Page MenuHomePhabricator

Set up Misc Object Storage Service (moss)
Open, Stalled, Needs TriagePublic

Description

The task tracks setting up M.O.S.S. or misc object storage service. The service is meant to host all existing (and new) object storage use cases that have accumulated over the years in the media storage cluster (listed at T264291: Swift users and their usage with more details)

The cluster will have at least 3x replication, will be spanning across eqiad and codfw, and offer S3 + swift API compatibility (i.e. same as the thanos cluster).

  • Evaluate whether we need encrypted backend traffic across datacenters for the cluster (likely ipsec)
  • Decide on initial storage policies (replication factor, ssd/hdd, site-local vs global, which should be default, etc)
  • Bring frontends online: T275513 T275511
  • Bring backends online: T276642 T276637
  • Bring up service IPs / LVS and certs
  • Bring up dashboards/monitoring/alerting

Once the service/cluster is up we can start migrating users / use cases (in a different task, TBD)

Event Timeline

Hi everybody, is there a timeline for MOSS? The ML-Team is currently using the Thanos Swift cluster to store objects/models, we don't require a lot of space but at the same time we are not a great fit either :) MOSS will surely be better, and now that we are loading models to Swift we were wondering if it was best to wait a bit for MOSS or keep going with Thanos.

A couple of Friday-afternoon thoughts, not any kind of policy statement:

Swift is somewhat directly available both directly within the WMF network, and via our usual caching layers to the outside world.

I infer that you are thinking that MOSS (or something like it) might be the object storage for your shared data platform?
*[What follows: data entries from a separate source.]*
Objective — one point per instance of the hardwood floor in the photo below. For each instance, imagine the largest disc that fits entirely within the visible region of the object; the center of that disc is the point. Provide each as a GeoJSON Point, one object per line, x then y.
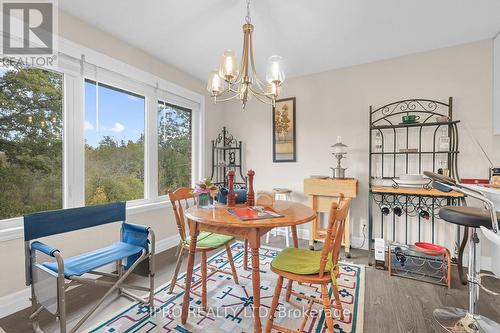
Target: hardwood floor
{"type": "Point", "coordinates": [392, 304]}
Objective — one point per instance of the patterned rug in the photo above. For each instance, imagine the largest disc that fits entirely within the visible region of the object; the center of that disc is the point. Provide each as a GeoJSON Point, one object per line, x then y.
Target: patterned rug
{"type": "Point", "coordinates": [230, 305]}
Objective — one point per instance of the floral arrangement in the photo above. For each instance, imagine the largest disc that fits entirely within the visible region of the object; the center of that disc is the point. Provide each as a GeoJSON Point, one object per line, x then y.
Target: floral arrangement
{"type": "Point", "coordinates": [205, 186]}
{"type": "Point", "coordinates": [206, 191]}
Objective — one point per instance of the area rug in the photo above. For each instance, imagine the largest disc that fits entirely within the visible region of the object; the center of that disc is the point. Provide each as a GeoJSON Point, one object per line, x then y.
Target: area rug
{"type": "Point", "coordinates": [230, 305]}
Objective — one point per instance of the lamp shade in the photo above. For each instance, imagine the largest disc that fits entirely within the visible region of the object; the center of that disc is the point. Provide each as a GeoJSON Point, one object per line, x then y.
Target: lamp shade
{"type": "Point", "coordinates": [228, 67]}
{"type": "Point", "coordinates": [275, 71]}
{"type": "Point", "coordinates": [215, 84]}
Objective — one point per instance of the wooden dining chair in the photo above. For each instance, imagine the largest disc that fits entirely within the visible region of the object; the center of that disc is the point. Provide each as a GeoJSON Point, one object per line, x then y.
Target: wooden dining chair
{"type": "Point", "coordinates": [312, 267]}
{"type": "Point", "coordinates": [206, 241]}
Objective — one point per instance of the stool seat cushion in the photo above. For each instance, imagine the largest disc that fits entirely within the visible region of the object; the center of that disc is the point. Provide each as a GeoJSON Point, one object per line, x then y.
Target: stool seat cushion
{"type": "Point", "coordinates": [86, 262]}
{"type": "Point", "coordinates": [210, 239]}
{"type": "Point", "coordinates": [467, 216]}
{"type": "Point", "coordinates": [300, 261]}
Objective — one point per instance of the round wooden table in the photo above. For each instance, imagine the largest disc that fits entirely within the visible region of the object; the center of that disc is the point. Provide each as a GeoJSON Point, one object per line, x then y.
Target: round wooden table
{"type": "Point", "coordinates": [218, 220]}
That's an interesting idea (and, indeed, Ceph's RGW (S3) layer now has support for bucket notifications - https://docs.ceph.com/en/latest/radosgw/notifications/ ), though might well have hardware/architectural implications for what we do with MOSS - our current Swift clusters are not very high-performance, for example, because we rely heavily on caching everything, if we were to be thinking something that might be supporting more "live" workflows, we might want to think harder about NVME for bluestore journals or similar...

Hello!

Yes! No policy statements here; we are in the 'feedback / alignment building' phase of talking about Shared Data Platform. :)
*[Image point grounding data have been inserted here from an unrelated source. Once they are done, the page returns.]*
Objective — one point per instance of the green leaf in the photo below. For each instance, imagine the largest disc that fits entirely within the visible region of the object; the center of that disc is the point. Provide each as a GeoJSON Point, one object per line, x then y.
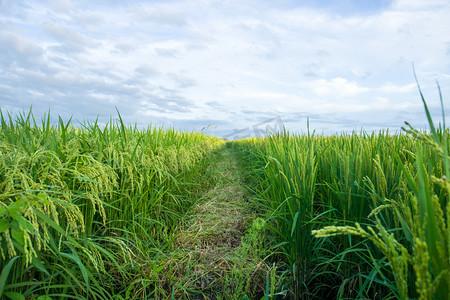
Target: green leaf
{"type": "Point", "coordinates": [14, 296]}
{"type": "Point", "coordinates": [17, 233]}
{"type": "Point", "coordinates": [5, 273]}
{"type": "Point", "coordinates": [24, 223]}
{"type": "Point", "coordinates": [294, 223]}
Data stored in Shared Data Platform is intended to be loaded by engineers into their datastores for serving production features, not for access by production features directly for serving. The storage in Shared Data Platform is 2 tiered: Kafka for realtime, and then object store for historical long term data and more static datasets. I'd expect that most product usages will read and write to this system via Kafka, rather than directly to the object store.

However, some use cases will have the need to 'bootstrap' current state and/or historical data from the object store. Bootstrapping would cause pretty spikey read loads; rare but high volume.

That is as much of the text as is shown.